Russian hackers in the Soviet domain Hacking has long been in the public eye, news reports of foreign gangs or lone teens in bedrooms seemingly able to take down governments with a few keystrokes. One of the more recent major cyberattacks is the recent theft of credit card data from US chain Target over the December holidays, in an attack that originated in Russia.

Nor is this an isolated incident – leading online security website The Hacker News provides a section dedicated to news about the Russian hacking and cyberwarfare scene. However, is there something more to cyber attacks originating in Russia and their chosen targets? There have been a few clear examples of nationalism being the push for Russian-based cyber attacks. In 2007 the government of Estonia was subject to a DDoS attack following the moving of a Soviet war memorial, which led to protests from Estonia’s Russian communities. The same was seen again in 2008, accompanying the Russian invasion of Georgia

While both of the aforementioned attacks were on the now-independent governments of former Soviet states, there may be further ties with the soviet Union behind many Russian hacking groups. Unlike now non-existant countries such as Yugoslavia and East Germany, the Soviet Union domain address – .su – still exists, and is still in use. On this domain one can find many nationalist or pro-Soviet websites, such as the youth group Nashi’s official page to an entire site dedicated to Stalin and his accomplishments.

Also existent on the .su domain are large numbers of hackers. Allegedly more than half of the sites engaged in cyberwarfare, attacks, and hacking use the domain name. But why? Initially, it seems that it was an issue of monitoring and laxer laws – in 2011 those in charge of the .ru domain began to enforce stricter rules on what could and could not be hosted in their authority. It then made sense for those engaged in cybercrime to migrate to the lesser-moderated .su name.

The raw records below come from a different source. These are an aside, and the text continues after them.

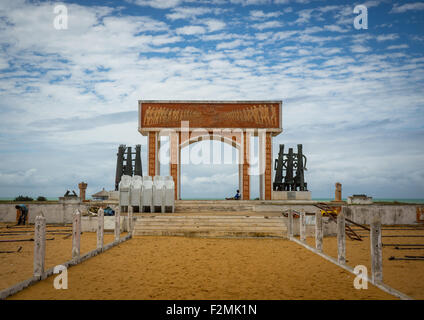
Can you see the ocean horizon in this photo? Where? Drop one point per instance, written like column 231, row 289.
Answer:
column 402, row 200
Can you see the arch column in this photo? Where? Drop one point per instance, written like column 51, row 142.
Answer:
column 265, row 164
column 245, row 176
column 153, row 152
column 175, row 167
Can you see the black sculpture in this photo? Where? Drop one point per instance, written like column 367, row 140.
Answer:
column 286, row 163
column 127, row 165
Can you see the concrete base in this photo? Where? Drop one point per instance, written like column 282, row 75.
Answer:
column 359, row 199
column 291, row 195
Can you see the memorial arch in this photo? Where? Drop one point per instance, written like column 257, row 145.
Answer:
column 232, row 122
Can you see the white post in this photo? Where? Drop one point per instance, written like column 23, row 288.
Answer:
column 76, row 235
column 376, row 250
column 290, row 224
column 130, row 219
column 117, row 223
column 100, row 228
column 318, row 231
column 302, row 226
column 341, row 237
column 39, row 245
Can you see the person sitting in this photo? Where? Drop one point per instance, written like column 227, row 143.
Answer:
column 236, row 197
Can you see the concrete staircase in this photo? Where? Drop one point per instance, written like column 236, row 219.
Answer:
column 210, row 226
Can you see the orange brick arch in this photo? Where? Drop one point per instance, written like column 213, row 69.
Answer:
column 207, row 116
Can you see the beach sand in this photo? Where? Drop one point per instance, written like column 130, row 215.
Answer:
column 202, row 268
column 17, row 267
column 196, row 268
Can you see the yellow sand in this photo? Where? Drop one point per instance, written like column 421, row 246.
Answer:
column 17, row 267
column 405, row 276
column 194, row 268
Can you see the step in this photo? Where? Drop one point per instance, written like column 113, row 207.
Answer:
column 211, row 234
column 211, row 226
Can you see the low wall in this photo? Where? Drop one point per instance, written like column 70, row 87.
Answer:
column 54, row 212
column 89, row 224
column 390, row 214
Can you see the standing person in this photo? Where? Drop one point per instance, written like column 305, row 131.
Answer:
column 23, row 213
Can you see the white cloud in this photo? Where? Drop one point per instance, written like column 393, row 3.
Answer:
column 267, row 25
column 359, row 48
column 407, row 7
column 259, row 14
column 230, row 44
column 213, row 24
column 74, row 92
column 191, row 30
column 400, row 46
column 188, row 12
column 386, row 37
column 160, row 4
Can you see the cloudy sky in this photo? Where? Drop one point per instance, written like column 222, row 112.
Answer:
column 353, row 98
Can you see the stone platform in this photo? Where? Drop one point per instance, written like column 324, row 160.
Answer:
column 228, row 226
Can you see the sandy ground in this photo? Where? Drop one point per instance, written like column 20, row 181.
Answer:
column 196, row 268
column 17, row 267
column 405, row 276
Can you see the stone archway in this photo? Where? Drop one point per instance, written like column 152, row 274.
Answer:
column 214, row 157
column 231, row 122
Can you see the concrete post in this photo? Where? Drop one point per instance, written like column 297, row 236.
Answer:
column 376, row 249
column 290, row 224
column 39, row 245
column 341, row 237
column 302, row 225
column 117, row 223
column 318, row 231
column 100, row 228
column 130, row 219
column 82, row 186
column 338, row 192
column 76, row 235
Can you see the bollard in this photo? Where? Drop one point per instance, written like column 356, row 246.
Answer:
column 117, row 223
column 318, row 231
column 76, row 235
column 302, row 225
column 130, row 219
column 290, row 224
column 341, row 237
column 39, row 245
column 376, row 250
column 100, row 228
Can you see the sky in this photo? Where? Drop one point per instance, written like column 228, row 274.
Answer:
column 352, row 96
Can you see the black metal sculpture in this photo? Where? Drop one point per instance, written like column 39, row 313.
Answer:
column 287, row 163
column 127, row 165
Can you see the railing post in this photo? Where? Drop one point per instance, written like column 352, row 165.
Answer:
column 130, row 219
column 318, row 230
column 302, row 225
column 39, row 246
column 290, row 224
column 76, row 235
column 376, row 249
column 117, row 223
column 100, row 228
column 341, row 237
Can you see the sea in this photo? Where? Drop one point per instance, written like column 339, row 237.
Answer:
column 401, row 200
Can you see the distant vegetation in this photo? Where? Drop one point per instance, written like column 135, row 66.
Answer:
column 23, row 198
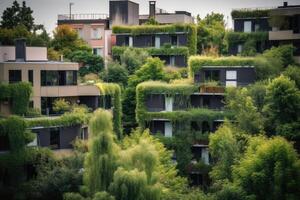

This would, then, suggest that nationalism has little to do with the choice of using .su. However, it has been suggested that .su still exists due to politics and Soviet nostalgia, and its Soviet connections seems to have some impact on the choice of some hackers to host their information with the suffix. As has been pointed out, many lesser-used and under-moderated domain names exist outside of that assigned to the Soviet Union, yet the majority of hackers based in Russia instead opt for the domain that, while assigned to a country that no longer exists, is more heavily moderated than some. While .su may provide practical advantages, it is hard to ignore the implications of sophisticated international attacks originating from a Soviet domain name.